Reid worked for the Pueblo of Zia Language and Cultural Preservation program for many years before receiving a folk art apprenticeship grant from the New Mexico Arts program in 2004. Reid owes a great deal of his pottery-making skills to his mentor, Rufina Panana.
Reid started off the lecture by giving some background and history of the pueblos in the area. Coronado State Monument, near Rio Rancho, features numerous pueblo ruins.
Reid has been doing pottery for about three years. Many of his designs are those derived from his grandfather's pottery. His grandfather, the late Andres Galvan, created many beautiful two-dimensional pottery designs. Also, his great-grandmother was a skilled pottery maker, he said, showing a picture of her from around 1910. He pointed out the cotton clothing she wore, an indication of modernization. She made her money, he said, by selling her pottery in order to buy those clothes.

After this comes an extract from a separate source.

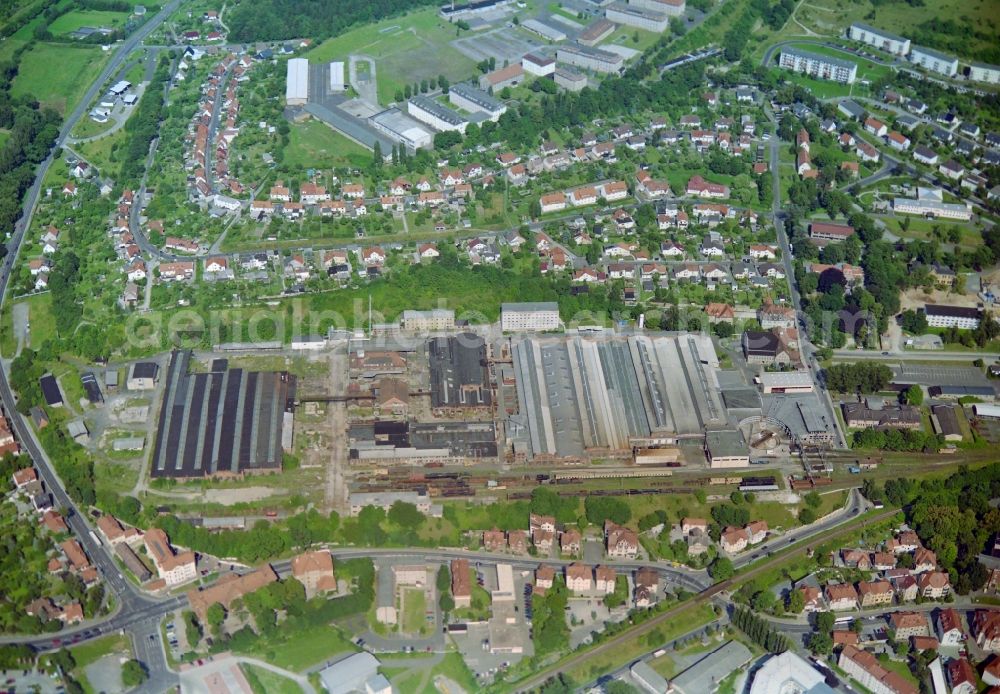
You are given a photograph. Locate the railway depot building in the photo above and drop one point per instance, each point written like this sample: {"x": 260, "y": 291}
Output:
{"x": 223, "y": 422}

The pottery presentation was put on by the Friends of Coronado State Monument, who asked Reid to do the presentation.
Friends of Coronado State Monument is a non-profit organization that does community projects and events.
The group has been around for about six years now, according to board member Barbara Williams, and is nearing 200 members.
Everything in creating the pottery has to be done before it is "fired," even painting. The pots are painted with bee plants, Reid explained. "We boil the bee plant (also known as a spinach plant) down; we cook and strain it. We keep reducing the plant until you get the consistency of syrup," he said.
When the pots are ready to be fired, they are heated and the fire is built, usually in a sunken pit. These fires reach extreme heat and are mostly covered to induce this.
"We wait until the fuel turns to charcoal to put the pottery in a really high temperature," Reid explained.
The pots are heated before being put on the fire.
If they are not, they will explode in the extreme transition into the heat. The same will happen if the pot does not cool down gradually. "If we take the pot out and put it out, say in the wind, the breeze can crack the pot," he said.
Reid uses two types of clay: Mesa Verde clay and temper. Mesa Verde is a red basalt rock, which is really heavy.
Temper is a volcanic ash, which has the consistency of gravel. The temper makes the pots a more yellow color, Reid said. "I like [the ash] because it's really pliable, it's not heavy. It's easier to work with."
Reid does most of his pottery at Coronado State Monument."
"He comes [and fires pottery] about three or four times a year, at least to my knowledge," said Jim Conder, president of Friends of Coronado State Monument. "He may come more often than that."
Due to the winds, Reid was not able to do a firing demonstration for the audience, but may set one up in the near future.
His work is on display at the Poeh Museum in Santa Fe through July 17.